Взгляд собеседника был со значением. Герман понял и побледнел. Это же сколько надо семян, сколько рождений, чтобы противостоять смерти?!

— Вы хотите сказать…

— Да, — жестко перебил его человек. — Природа кажется расточительной. Но она мудра. Все живое должно иметь бесконечно много возможностей, чтобы хоть одна из них реализовалась.

— Страшно, — сказал Герман. — За людей страшно. Я понимаю, — заторопился он. — Человек — часть природы. Но ом все-таки человек. Такие жертвы во имя одной реализации? Разумно ли?

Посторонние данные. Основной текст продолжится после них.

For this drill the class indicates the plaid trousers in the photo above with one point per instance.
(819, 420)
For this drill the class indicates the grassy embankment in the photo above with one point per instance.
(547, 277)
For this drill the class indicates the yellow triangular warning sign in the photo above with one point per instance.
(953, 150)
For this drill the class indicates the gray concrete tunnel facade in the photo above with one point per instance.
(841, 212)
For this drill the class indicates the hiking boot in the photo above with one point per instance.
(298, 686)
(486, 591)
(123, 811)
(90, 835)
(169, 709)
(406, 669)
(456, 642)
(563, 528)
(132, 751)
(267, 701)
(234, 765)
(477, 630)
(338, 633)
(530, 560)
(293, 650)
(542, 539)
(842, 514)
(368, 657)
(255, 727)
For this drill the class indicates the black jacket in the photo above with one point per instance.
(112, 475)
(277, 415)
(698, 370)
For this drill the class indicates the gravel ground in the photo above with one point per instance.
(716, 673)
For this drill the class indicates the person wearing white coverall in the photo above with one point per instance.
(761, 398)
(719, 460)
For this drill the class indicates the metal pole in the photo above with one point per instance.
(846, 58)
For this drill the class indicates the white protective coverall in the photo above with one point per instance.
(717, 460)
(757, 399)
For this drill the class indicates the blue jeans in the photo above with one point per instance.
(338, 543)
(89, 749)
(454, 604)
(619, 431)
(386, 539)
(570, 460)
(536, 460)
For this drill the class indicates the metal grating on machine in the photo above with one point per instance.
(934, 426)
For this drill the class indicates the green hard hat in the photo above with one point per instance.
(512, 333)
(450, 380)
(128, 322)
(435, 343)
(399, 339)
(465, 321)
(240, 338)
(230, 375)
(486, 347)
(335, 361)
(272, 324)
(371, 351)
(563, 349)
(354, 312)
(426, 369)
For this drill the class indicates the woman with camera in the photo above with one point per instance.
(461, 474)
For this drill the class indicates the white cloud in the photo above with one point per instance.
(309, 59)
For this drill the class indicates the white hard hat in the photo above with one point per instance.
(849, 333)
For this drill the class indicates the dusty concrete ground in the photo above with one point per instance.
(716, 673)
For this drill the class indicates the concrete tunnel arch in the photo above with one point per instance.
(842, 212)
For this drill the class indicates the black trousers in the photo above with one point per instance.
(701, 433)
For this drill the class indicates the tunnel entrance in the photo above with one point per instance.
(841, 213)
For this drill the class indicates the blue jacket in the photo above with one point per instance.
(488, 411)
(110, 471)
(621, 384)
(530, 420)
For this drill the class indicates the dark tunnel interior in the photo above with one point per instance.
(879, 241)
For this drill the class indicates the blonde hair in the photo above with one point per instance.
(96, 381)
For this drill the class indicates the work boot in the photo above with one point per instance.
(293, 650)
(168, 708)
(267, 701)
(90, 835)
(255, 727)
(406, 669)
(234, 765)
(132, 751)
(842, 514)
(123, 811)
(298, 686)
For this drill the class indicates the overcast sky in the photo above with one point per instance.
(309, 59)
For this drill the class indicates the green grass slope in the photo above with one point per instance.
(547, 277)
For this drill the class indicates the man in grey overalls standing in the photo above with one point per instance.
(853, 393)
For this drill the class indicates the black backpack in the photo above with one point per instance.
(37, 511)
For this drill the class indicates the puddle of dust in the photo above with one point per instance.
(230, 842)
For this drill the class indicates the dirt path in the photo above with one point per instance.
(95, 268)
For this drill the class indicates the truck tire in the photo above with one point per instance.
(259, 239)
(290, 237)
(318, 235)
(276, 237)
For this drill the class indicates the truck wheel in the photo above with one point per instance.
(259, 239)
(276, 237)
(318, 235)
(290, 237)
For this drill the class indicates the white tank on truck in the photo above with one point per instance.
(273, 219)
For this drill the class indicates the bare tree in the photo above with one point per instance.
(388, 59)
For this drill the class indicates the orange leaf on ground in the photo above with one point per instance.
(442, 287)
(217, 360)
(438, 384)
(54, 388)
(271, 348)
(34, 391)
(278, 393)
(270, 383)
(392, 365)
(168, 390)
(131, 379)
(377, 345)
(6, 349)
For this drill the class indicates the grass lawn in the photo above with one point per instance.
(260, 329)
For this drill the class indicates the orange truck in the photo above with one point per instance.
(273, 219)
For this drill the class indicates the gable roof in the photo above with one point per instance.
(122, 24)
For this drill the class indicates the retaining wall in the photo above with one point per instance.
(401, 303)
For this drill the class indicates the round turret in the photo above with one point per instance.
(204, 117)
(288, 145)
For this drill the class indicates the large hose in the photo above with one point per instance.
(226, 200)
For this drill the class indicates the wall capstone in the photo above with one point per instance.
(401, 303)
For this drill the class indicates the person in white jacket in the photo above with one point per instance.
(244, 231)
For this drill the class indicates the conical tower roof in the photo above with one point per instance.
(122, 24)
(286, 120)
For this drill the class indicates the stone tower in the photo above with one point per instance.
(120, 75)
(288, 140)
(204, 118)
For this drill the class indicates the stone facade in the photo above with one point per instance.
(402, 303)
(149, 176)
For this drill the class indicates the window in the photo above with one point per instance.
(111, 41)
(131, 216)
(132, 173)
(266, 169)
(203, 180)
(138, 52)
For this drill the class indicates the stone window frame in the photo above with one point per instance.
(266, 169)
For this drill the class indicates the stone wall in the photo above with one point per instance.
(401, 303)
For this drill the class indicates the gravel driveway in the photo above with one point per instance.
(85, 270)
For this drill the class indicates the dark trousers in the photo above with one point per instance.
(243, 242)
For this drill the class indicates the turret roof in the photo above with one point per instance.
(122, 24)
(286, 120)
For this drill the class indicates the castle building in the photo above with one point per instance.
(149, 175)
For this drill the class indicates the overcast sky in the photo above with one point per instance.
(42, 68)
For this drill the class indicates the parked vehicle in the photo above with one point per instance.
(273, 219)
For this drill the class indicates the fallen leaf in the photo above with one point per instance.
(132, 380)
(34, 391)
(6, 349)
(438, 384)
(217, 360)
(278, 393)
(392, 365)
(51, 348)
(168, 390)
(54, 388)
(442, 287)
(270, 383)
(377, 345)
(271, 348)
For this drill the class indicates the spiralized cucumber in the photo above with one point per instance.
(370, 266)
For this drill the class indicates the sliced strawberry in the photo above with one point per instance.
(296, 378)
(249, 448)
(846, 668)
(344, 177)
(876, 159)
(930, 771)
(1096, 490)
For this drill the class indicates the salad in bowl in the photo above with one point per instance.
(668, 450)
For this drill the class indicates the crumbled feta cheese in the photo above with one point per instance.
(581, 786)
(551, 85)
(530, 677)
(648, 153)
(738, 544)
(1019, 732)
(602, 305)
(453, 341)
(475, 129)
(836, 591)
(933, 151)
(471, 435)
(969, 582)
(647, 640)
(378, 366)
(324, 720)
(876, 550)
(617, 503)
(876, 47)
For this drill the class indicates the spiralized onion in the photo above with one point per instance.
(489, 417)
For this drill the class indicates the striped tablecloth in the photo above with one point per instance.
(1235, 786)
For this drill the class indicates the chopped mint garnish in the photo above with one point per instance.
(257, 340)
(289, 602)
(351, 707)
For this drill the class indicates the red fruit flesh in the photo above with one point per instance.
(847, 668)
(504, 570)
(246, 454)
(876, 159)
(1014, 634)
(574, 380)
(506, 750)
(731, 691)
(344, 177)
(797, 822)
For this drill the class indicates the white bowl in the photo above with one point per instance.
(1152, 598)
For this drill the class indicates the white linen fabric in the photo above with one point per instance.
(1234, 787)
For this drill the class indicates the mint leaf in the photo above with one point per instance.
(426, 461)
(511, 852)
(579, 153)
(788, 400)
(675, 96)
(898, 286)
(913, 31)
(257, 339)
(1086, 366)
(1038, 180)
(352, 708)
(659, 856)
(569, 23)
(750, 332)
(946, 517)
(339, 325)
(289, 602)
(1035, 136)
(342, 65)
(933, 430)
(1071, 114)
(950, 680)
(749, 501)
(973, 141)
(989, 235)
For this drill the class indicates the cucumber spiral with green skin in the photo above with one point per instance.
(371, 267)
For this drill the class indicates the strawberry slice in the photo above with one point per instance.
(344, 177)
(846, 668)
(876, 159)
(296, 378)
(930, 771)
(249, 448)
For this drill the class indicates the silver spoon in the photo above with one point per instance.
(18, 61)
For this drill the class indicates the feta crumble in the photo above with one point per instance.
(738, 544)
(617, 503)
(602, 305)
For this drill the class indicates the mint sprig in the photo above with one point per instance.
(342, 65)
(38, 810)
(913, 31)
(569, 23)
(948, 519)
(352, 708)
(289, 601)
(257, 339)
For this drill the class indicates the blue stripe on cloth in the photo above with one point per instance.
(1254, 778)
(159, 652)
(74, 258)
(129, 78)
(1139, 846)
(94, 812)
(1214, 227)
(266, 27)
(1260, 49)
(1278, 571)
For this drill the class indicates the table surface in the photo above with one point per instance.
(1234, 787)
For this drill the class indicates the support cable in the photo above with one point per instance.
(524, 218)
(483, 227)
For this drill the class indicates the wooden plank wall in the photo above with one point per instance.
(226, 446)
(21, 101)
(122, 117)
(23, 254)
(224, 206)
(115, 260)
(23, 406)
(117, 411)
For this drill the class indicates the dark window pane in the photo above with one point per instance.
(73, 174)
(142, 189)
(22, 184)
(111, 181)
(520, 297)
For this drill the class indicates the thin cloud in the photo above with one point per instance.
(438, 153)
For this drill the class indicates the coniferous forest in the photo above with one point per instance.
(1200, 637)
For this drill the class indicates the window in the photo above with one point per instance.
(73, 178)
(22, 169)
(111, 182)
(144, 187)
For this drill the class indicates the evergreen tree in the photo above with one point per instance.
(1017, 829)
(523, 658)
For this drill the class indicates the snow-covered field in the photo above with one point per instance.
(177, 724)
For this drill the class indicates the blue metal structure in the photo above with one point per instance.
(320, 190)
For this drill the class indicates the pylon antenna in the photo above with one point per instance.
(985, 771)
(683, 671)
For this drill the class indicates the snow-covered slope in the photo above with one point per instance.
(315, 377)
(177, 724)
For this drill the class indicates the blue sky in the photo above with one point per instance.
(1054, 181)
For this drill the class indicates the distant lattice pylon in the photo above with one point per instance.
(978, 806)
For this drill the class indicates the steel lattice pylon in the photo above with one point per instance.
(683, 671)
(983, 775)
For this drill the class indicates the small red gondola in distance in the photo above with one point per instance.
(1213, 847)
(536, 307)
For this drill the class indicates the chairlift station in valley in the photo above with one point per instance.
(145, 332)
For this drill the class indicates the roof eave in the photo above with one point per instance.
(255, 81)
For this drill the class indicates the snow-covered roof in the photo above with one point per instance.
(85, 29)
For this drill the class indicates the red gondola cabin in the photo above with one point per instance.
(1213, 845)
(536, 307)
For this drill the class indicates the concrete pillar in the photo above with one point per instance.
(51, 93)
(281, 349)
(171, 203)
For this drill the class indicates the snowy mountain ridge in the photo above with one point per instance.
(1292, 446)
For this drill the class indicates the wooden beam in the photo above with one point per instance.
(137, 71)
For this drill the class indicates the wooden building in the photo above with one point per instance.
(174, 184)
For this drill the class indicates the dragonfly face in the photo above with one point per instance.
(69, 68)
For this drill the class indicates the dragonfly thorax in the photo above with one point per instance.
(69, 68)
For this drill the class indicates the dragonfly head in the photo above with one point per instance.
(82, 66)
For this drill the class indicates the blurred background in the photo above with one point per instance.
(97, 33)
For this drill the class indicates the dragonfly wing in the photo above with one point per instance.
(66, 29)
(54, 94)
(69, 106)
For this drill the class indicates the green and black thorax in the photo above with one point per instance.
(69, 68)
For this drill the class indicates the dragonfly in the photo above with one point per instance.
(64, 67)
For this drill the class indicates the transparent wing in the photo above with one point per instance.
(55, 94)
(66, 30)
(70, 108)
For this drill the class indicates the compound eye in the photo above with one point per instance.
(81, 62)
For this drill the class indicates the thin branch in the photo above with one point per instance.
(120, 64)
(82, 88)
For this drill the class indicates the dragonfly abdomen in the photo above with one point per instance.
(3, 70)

— Человеку дано то, чего не дано никому и ничему в природе. Свобода самосотворения. У каждого есть талант, не тот, так другой, и от самого человека зависит — выпестовать его или погубить, обратить во благо или во вред…

— А сколько талантов погибло из-за чужой злой воли!..

— Злая воля — тоже результат самосотворения. И все-таки во все времена люди верили: каждый человек кузнец своего счастья…

Серый человек снова посмотрел в окно. И вдруг исчез. Так-таки взял и исчез, этим окончательно убедив Германа в нешуточности происходящего.

Герман доискивался причин, из-за которых прежде не слыхал о звездных судьбах избранных. Что будет, если отказаться?.. Он сам уже знал ответы: отказавшийся воспринимает предложение как сон, как что-то нереальное, несерьезное, а согласившийся исчезает, и о нем скоро забывают, как о человеке, не заслуживающем долгой памяти. И знал Герман, что уговаривать его никто не будет. Он сам должен определить свою судьбу.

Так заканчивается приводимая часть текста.